"We follow a clear vision to deploy Siemens Industrial Copilots along the entire value chain, combining mechanistic models, AI techniques like GenAI, and other Advanced Process Control technologies."
Could you remind us of Siemens’ capabilities in the chemical and pharma markets in Southeast Asia?
Siemens has been in ASEAN for over 100 years. Singapore serves as a regional HQ for our digital industries, smart infrastructure and Siemens mobility business. Besides Singapore, we also have local offices in the six largest countries in Southeast Asia (Indonesia, Thailand, Vietnam, Malaysia, and the Philippines) where we have a strong presence for our chemical and pharma verticals. Within that vertical, we draw from a diverse talent pool across the region, with our head for measurement intelligence (smart instrumentation like positioners, valves, flow meters, temperature transmitter) based in Vietnam, while the head for digital connectivity and power (so everything industrial communication, identification and locating, 5G, cybersecurity) is in Thailand. From this robust regional network, we can support our customers with software and hardware solutions to address their current challenges.

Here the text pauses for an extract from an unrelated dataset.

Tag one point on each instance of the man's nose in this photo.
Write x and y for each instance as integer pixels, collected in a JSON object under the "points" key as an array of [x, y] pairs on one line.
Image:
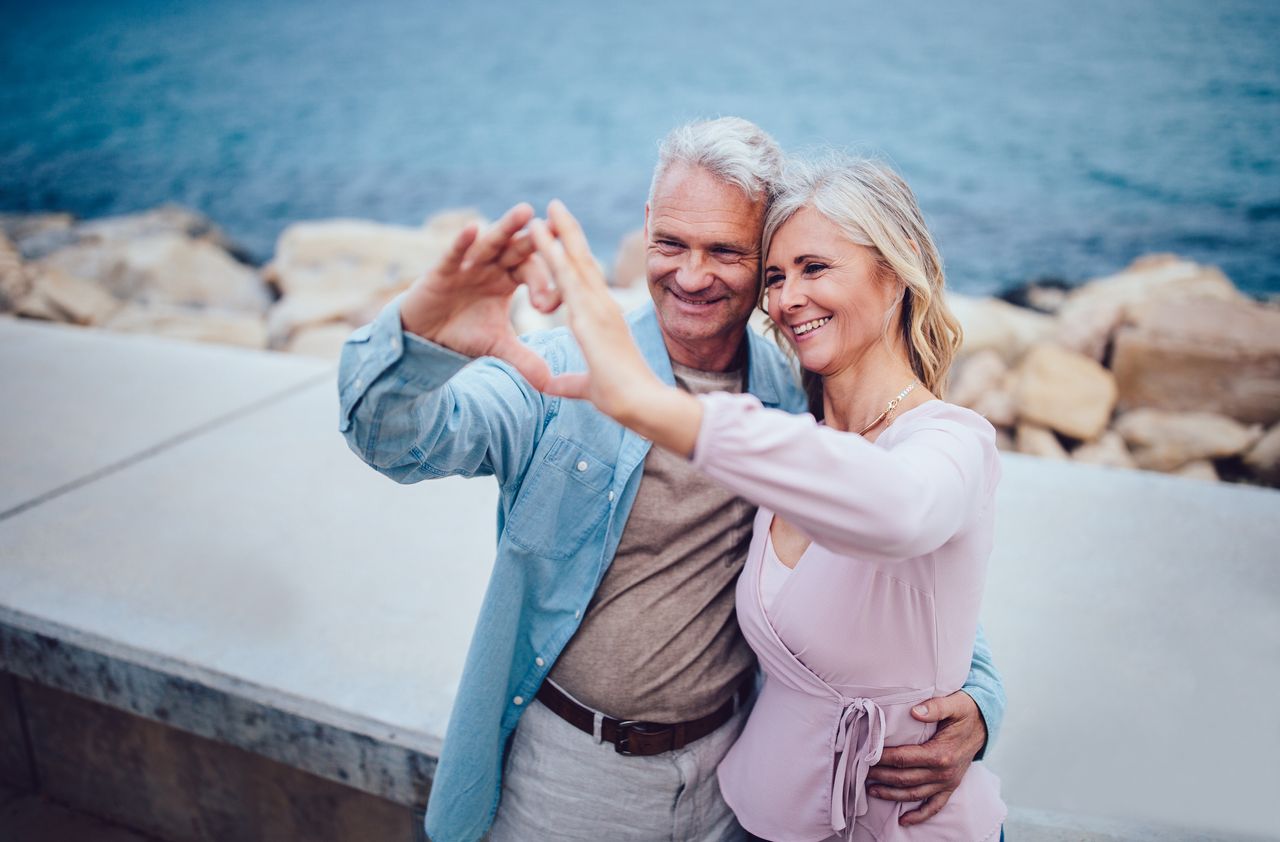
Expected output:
{"points": [[691, 275]]}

What drove the investment in a new advanced factory in Singapore?
The pandemic has shown everybody the importance of a secure supply chain, particularly for critical components, so the driver of this investment was to be closer to our customers in Southeast Asia, India, and Australia. Siemens will produce a range of industrial and automation products here, things like PLCs (Programmable Logic Controllers) and HMIs (human-machine interfaces).

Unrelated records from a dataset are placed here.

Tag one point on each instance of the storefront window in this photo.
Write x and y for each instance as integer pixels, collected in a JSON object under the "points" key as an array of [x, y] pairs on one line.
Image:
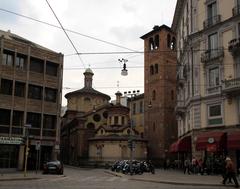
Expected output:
{"points": [[8, 156]]}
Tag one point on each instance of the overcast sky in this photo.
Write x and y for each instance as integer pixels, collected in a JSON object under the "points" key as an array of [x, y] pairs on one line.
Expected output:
{"points": [[120, 22]]}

Singapore stood out as the best all-round destination for many reasons, including a transparent, pro-business environment with a high level of governance; excellent infrastructure in the context of communication, power, and logistics; and Singapore has a comprehensive Singapore Green Plan 2030, which we are committed to support.
What could breakthroughs in gen AI models mean for the chemical and process industries?
In the process industries we have successfully applied AI in various contexts, such as predictive maintenance, anomaly detection, reinforcement learning, plant operations, and AI recommender systems.
Generative AI, or GenAI, represents another breakthrough in AI technology, with the potential to revolutionize the way chemical companies design processes, engineer, operate, maintain, and optimize their assets through the entire lifecycle. However, it is important to understand its place within the broader context of industrial AI. While AI techniques focus on generating new data and insights based on existing information, mechanistic modeling takes a different approach. Mechanistic models, as we provide with gPROMS (Siemens' technology-leading family of modeling environments) rely on a fundamental understanding of the underlying physical and chemical processes. These models require less data for calibration, enable extrapolations, and can predict process dynamics. In the case that there are gaps in fundamental scientific understanding scientific hybrid models can combine the strengths of mechanistic modeling with the data-driven elements of AI techniques.
Today, energy and chemicals companies are already using gPROMS to accelerate new sustainable process development and enhance process economics through true process optimization.
At Siemens, we follow a clear vision to deploy Siemens Industrial Copilots along the entire value chain, combining mechanistic models, AI techniques like GenAI, and other Advanced Process Control technologies. Those Copilots have the potential to revolutionize the chemical industry, making operations more efficient, sustainable, and productive.
Could you tell us more about Siemens’ global DEGREE framework and how is this deployed at a local level?
DEGREE is an acronym that stands for decarbonization, ethics, governance, resource efficiency, equity, and employability. To give some examples of how we run this in the region, we always choose facilities that are certified “Green Buildings” for any new locations. In our Siemens Center in Singapore, which is owned by CapitalLand, we designed an efficient centralized water-cooled chiller plant room that would assist The Siemens Centre in meeting Singapore's Building Construction Authority (BCA)'s Green Mark GoldPlus status. The Siemens Centre is linked to the Siemens Advanced Service Centre (ASC) which monitors the energy consumption of the buildings online in real-time to make adjustments immediately when anomalies from target values are detected.
Within the “R” (Resource efficiency & circularity) we focus on how we can apply our robust-eco-design (RED) standard for the design of environmentally friendly products to 100% of our relevant product families.